DENPASAR (Independensi.com) – Untuk mengatasi masalah adanya penurunan pasokan ayam di Provinsi Bali, Kementerian Pertanian melalui Direktur Jenderal Peternakan dan Kesehatan Hewan (Dirjen PKH) I Ketut Diarmita mengumpulkan
seluruh pemangku kepentingan untuk duduk bareng membahas penyelesaian masalah tersebut.
Demikian dalam keterangan pers kepada Independensi.com, Sabtu (28/4/2018).
Bertempat di Kantor Dinas Peternakan dan Kesehatan Hewan Provinsi Bali, Jumat (27/04/2018) I Ketut Diarmita memimpin pertemuan yang dihadiri oleh perwakilan pedagang ayam, pembibit ayam dan peternak ayam wilayah Bali, serta Pemda Bali.
Pada kesempatan tersebut, I Ketut Diarminta meminta penjelasan penyebab adanya demo perkumpulan pedagang ayam di Bali pada tanggal 22 april 2018 yang mengalami kesulitan mendapatkan pasokan ayam hidup dengan bobot 1,8 kg/ekor berat hidup.
Menanggapi hal tersebut, para peternak ayam menjelaskan bahwa berkurangnya pasokan ayam dengan bobot 1,8 kg/ekor berat hidup dikarenakan banyak peternak yang melakukan panen dini dengan kisaran berat hidup 1,3 kg. Menurut para peternak, panen dini ini dilakukan karena adanya kekhawatiran diserang penyakit koksidiosis.
Lebih lanjut I Ketut Diarmita menjelaskan, secara populasi dan produksi Day-Old-Chick Final Stock (FS) Broiler di Bali periode Januari sampai dengan Maret 2018 ini harusnya sangat cukup. Pada bulan Januari-Maret produksi dan pasokan DOC FS broiler di Bali sebanyak 22,2 juta atau dengan rata-rata 7,4 juta ekor per bulan, sedangkan kebutuhan rata-rata Provinsi Bali sebanyak 6,3 juta ekor per bulan artinya ada kelebihan pasokan DOC sebanyak 1,1 juta ekor per bulan.

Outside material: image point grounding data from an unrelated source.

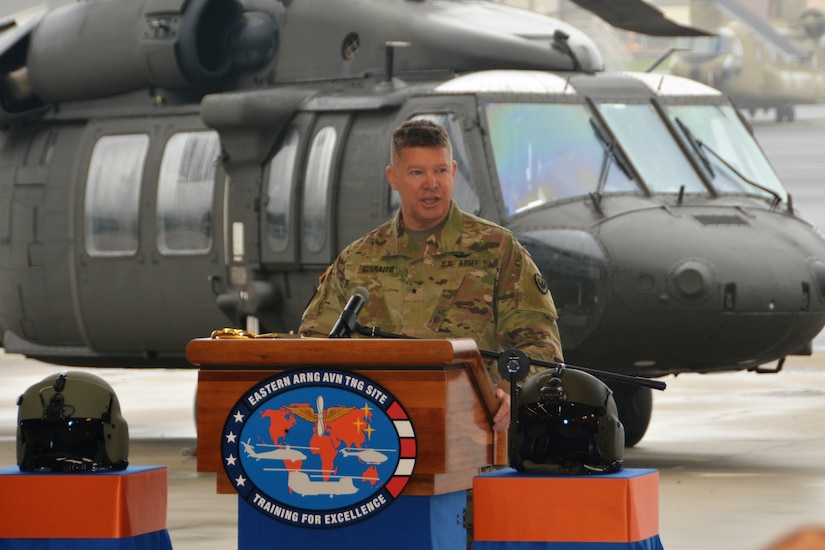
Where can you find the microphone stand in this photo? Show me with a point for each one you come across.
(376, 332)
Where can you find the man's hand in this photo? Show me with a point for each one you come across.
(501, 420)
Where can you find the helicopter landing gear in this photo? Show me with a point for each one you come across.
(785, 112)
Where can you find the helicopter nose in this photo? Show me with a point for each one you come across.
(715, 289)
(692, 280)
(708, 290)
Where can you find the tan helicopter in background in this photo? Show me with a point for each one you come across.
(772, 62)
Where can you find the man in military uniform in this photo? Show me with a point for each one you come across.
(434, 271)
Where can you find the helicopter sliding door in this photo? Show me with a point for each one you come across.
(149, 245)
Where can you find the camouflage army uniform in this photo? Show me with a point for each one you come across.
(471, 278)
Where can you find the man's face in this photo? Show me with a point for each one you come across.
(424, 178)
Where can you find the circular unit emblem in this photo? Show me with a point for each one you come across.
(318, 448)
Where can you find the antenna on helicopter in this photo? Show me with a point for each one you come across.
(560, 44)
(389, 57)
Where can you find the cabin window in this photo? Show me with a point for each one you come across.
(316, 189)
(112, 197)
(279, 193)
(548, 152)
(185, 193)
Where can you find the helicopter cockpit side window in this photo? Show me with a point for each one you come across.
(112, 201)
(279, 193)
(546, 152)
(464, 192)
(185, 193)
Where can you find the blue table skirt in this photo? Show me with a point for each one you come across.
(653, 543)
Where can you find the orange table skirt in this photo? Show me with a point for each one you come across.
(96, 505)
(622, 507)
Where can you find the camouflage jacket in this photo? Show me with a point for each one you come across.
(471, 278)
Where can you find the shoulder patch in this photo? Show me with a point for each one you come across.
(324, 275)
(541, 283)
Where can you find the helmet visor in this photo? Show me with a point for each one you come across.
(64, 444)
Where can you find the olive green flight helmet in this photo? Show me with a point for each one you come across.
(566, 422)
(71, 422)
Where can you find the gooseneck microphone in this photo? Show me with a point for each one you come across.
(346, 321)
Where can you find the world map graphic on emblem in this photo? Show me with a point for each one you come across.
(318, 448)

Hal ini juga dikuatkan oleh penjelasan dari para pembibit ayam yang hadir pada pertemuan tersebut yaitu PT. Charoen Pokphand, PT. Japfa Comfeed, PT. Suja, PT. Wonokoyo bahwa ketersediaan DOC FS broiler sangat mencukupi selama tahun 2018 ini.
I Ketut Diarmita meminta Dinas Peternakan dan Kesehatan Hewan Provinsi Bali untuk menghitung kembali jumlah kebutuhan DOC FS dan ayam potong hidup di Provinsi Bali dengan melibatkan para peternak, pembibit dan pengusaha pemotongan ayam broiler.

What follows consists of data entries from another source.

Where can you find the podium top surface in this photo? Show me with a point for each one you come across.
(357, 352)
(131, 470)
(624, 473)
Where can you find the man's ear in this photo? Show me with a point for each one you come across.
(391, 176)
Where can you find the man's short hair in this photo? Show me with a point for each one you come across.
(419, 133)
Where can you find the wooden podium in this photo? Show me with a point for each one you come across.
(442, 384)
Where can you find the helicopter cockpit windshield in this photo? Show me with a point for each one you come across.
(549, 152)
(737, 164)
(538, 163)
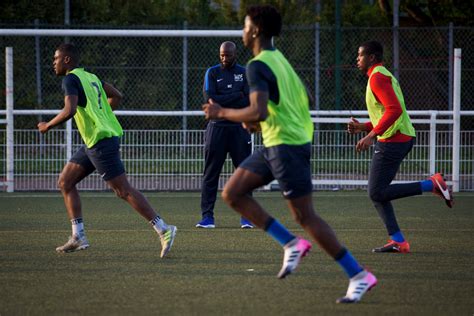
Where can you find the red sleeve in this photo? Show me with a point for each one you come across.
(381, 86)
(369, 126)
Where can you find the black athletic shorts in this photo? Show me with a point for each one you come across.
(288, 164)
(103, 157)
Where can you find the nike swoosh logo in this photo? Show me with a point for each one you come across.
(444, 191)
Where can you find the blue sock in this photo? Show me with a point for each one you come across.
(348, 263)
(398, 237)
(278, 232)
(426, 185)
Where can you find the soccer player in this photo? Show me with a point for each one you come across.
(391, 130)
(226, 84)
(279, 106)
(91, 101)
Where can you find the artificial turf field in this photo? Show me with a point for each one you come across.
(227, 270)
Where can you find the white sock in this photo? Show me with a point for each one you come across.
(159, 225)
(77, 227)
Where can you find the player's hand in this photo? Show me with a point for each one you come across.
(212, 109)
(365, 142)
(252, 127)
(354, 127)
(43, 127)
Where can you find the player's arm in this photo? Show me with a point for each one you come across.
(382, 88)
(244, 96)
(114, 96)
(68, 111)
(71, 86)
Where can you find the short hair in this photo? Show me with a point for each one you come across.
(373, 48)
(266, 18)
(70, 50)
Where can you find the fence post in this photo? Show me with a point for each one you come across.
(432, 142)
(185, 86)
(450, 66)
(396, 42)
(10, 121)
(456, 117)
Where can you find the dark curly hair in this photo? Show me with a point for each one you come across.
(70, 50)
(373, 48)
(266, 18)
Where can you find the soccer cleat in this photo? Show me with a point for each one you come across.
(359, 284)
(244, 223)
(207, 222)
(167, 239)
(294, 251)
(440, 188)
(75, 243)
(393, 246)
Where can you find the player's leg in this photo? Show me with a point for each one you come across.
(239, 147)
(215, 154)
(291, 166)
(360, 280)
(254, 173)
(73, 172)
(393, 154)
(384, 166)
(105, 156)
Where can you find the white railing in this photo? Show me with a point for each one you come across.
(173, 159)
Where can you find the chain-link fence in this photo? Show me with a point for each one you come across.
(166, 73)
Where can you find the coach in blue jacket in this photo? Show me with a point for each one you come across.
(227, 85)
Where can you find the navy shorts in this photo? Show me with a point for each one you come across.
(103, 157)
(288, 164)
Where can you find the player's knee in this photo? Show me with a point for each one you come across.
(122, 193)
(376, 195)
(64, 184)
(229, 196)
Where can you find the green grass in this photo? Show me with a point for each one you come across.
(228, 271)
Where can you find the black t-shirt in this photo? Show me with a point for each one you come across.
(261, 78)
(72, 86)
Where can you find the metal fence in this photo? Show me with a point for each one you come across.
(166, 72)
(174, 159)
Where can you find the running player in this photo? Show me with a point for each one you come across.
(91, 101)
(279, 106)
(391, 130)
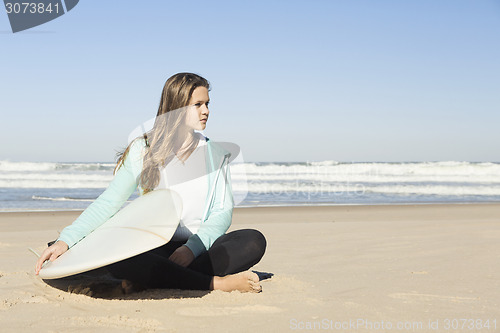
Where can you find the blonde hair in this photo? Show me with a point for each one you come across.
(164, 137)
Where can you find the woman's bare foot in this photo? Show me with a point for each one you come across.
(244, 282)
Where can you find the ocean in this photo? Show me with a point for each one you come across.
(74, 186)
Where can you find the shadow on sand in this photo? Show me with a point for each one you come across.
(99, 283)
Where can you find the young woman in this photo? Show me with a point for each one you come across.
(172, 155)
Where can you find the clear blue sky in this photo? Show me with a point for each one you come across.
(350, 80)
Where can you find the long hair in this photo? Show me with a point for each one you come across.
(165, 137)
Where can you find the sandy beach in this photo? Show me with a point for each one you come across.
(416, 268)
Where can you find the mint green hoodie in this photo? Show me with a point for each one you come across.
(217, 214)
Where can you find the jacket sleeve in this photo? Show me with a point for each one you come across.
(219, 219)
(110, 201)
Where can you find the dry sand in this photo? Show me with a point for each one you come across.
(359, 267)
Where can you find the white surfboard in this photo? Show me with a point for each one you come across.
(147, 222)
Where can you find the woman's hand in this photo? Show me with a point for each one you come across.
(182, 256)
(51, 253)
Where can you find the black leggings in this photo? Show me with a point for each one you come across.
(231, 253)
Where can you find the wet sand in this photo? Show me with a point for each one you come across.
(337, 268)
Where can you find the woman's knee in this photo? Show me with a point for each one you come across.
(256, 242)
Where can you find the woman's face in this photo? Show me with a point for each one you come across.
(197, 112)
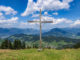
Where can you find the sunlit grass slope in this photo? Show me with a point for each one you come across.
(33, 54)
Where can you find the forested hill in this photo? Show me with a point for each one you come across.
(45, 38)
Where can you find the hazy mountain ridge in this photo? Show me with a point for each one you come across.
(58, 32)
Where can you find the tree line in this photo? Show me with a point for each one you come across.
(17, 44)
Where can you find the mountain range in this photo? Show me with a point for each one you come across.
(58, 32)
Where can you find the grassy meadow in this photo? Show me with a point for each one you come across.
(33, 54)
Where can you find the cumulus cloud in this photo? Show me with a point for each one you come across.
(1, 14)
(75, 23)
(8, 10)
(8, 23)
(45, 5)
(55, 13)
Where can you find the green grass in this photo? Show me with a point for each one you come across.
(33, 54)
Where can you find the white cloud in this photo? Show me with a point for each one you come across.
(45, 5)
(76, 23)
(55, 13)
(9, 23)
(45, 13)
(8, 10)
(1, 14)
(35, 15)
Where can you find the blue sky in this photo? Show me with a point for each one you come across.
(16, 13)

Menurutnya, berdasarkan hasil perhitungan tersebut akan diambil langkah-langkah terbaik guna memenuhi kebutuhan ayam potong dan daging ayam di Bali seperti dengan memasukkan DOC FS dari Pulau Jawa ke Bali agar harga ayam hidup dan karkas ayam bisa kembali normal.
Perwakilan Perkumpulan Peternak Ayam Broiler Bali (PPAB) menjelaskan, saat ini harga ayam potong hidup berkisar Rp. 24.000,- per kg jauh lebih tinggi dari harga ayam hidup di Provinsi lain seperti di Jawa.
Menanggapi keluhan dari para pedagang ayam tersebut, I Ketut Diarmita menyampaikan, para peternak ayam seharusnya segera melakukan efisiensi dalam produksi agar mampu bersaing dengan produk dari negara lain.
“Efisiensi ini harus dilakukan dengan cara memperbaiki kualitas pakan, manajemen kandang dan manajemen kesehatan hewan,” kata I Ketut Diarmita. “Kita harus berubah, jika tidak mau berubah, maka kita yang akan tergilas dengan perubahan itu,” tandasnya.
Sementara itu Sugiono Direktur Perbibitan dan Produksi Ternak menyampaikan, agar para peternak dan pedagang ayam menyadari bahwa isu yang terjadi di perunggasan akan sangat mempengaruhi perilaku peternak dalam berproduksi dan harga jual ayam, serta harga DOC FS. Untuk itu, Ia meminta kepada semua Stakeholder harus secara bersama-sama menjaga kestabilan harga dan iklim usaha yang baik.
Selanjutnya untuk menyeimbangkan supply dan demand, Kepala Dinas Peternakan dan Kesehatan Hewan Provinsi Bali I Putu Sumantra akan menghitung kembali secara bersama-sama dengan peternak terkait kebutuhan DOC FS dan ayam hidup di Provinsi Bali pada tanggal 30 April 2018.